The commonest mutation was M184V/I which was observed in 64.3% of patients; K103N was present in 51.3%, and V106M was present in 19.1% of the patients. In 39.1% of patients the M184V/I and K103N mutations were both present. Thymidine analogue and protease resistance mutations were found in 32.2 % and 4.4 % of patients, respectively.
Thymidine analogue mutation patterns
Resistance researchers classify thymidine analogue mutations according to the distinctive pattern of mutations that emerges, with different drugs and viral sub-types tending to favour different pathways. The TAM-1 pattern, which tends to confer a degree of resistance to all NRTIs once it emerges, was present in 7% of patients. The TAM-2 pattern, which confers resistance only to d4T and AZT, was present in 19% of patients. Mutations associated with both patterns were present in 6.1% of patients.

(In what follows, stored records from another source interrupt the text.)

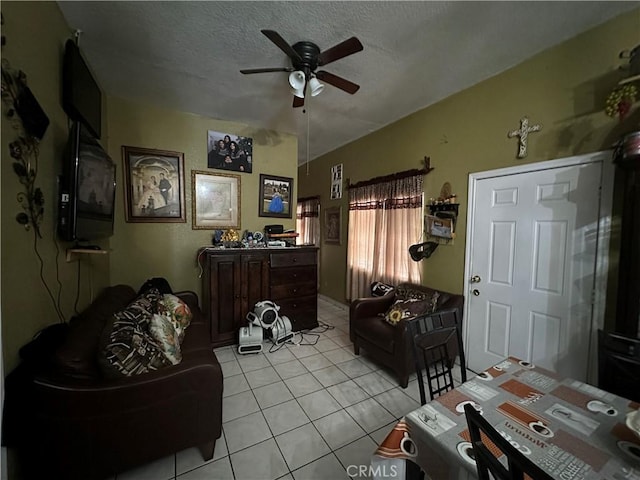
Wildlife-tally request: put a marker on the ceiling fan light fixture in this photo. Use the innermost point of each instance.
(315, 86)
(296, 80)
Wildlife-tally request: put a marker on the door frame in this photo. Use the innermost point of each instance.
(602, 243)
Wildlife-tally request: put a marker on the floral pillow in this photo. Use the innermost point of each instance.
(167, 337)
(176, 312)
(128, 348)
(411, 303)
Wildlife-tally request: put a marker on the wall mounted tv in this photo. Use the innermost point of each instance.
(87, 189)
(81, 96)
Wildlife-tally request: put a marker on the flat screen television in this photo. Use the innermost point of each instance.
(81, 96)
(87, 189)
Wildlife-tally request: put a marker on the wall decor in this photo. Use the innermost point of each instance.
(275, 196)
(227, 151)
(30, 123)
(154, 185)
(336, 182)
(216, 200)
(332, 225)
(523, 133)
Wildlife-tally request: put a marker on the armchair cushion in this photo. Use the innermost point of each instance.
(410, 303)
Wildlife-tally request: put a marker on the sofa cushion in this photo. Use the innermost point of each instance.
(77, 355)
(411, 303)
(128, 348)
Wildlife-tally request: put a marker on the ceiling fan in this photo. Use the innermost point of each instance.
(306, 57)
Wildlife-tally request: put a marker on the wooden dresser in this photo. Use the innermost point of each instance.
(234, 280)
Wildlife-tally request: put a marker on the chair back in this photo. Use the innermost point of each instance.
(619, 364)
(432, 338)
(484, 439)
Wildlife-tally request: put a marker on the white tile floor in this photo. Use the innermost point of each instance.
(304, 412)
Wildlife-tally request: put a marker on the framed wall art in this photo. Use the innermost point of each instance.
(154, 185)
(216, 200)
(332, 225)
(227, 151)
(275, 196)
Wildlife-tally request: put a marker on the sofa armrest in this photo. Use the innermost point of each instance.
(371, 306)
(199, 371)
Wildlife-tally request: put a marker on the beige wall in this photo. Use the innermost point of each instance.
(144, 250)
(564, 89)
(35, 35)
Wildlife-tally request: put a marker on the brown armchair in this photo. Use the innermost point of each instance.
(389, 344)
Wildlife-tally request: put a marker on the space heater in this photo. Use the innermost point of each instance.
(250, 339)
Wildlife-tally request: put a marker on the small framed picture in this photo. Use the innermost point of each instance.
(332, 225)
(154, 185)
(227, 151)
(216, 200)
(275, 196)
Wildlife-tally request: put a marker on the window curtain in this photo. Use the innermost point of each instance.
(308, 221)
(385, 219)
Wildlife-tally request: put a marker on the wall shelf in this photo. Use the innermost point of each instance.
(72, 252)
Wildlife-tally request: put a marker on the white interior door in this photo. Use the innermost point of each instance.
(532, 246)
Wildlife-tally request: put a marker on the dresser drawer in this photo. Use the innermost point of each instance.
(292, 291)
(290, 259)
(302, 311)
(289, 275)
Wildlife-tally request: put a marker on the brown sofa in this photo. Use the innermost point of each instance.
(388, 344)
(67, 418)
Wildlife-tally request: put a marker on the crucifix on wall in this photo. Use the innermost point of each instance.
(523, 133)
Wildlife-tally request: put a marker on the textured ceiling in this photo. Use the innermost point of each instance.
(186, 56)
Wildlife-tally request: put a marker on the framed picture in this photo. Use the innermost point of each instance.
(275, 196)
(216, 200)
(332, 225)
(439, 227)
(227, 151)
(154, 185)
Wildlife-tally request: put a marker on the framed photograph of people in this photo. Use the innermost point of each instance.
(275, 196)
(154, 185)
(332, 225)
(216, 200)
(227, 151)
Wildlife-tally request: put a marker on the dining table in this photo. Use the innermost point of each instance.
(571, 429)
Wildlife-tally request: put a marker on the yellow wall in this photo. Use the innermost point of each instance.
(36, 33)
(35, 36)
(563, 88)
(144, 250)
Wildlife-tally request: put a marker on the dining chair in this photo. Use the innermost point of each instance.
(485, 439)
(619, 364)
(433, 337)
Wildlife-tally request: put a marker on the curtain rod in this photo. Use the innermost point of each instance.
(393, 176)
(305, 199)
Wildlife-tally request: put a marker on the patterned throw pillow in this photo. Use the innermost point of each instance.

Thirteen per cent of patients had at least three thymidine analogue mutations, indicating the potential for reduced effectiveness of abacavir and tenofovir in second-line treatment.
The authors describe the prevalence of TAMs as quite low.
Factors associated with drug resistance
Regression analysis was carried out to identify factors that are associated with drug resistance mutations. None of the clinical and laboratory variables were significantly associated with drug-resistant infections in a multivariate statistical model.
The observed predominance of NNRTI drug resistance mutations and the paucity of protease inhibitor drug resistance mutations reflected the viral subtype and the class of drugs used in first-line regimens.
Marconi VC et al. Prevalence of HIV-1 drug resistance after failure of a first highly active antiretroviral therapy regimen in KwaZulu Natal, South Africa. Clinical Infectious Diseases 46:1589–1597, 2008.
Smith DM and Schooley RT. Running with scissors: using antiretroviral therapy without monitoring viral load. Clinical Infectious Diseases 46:1598–1600, 2008.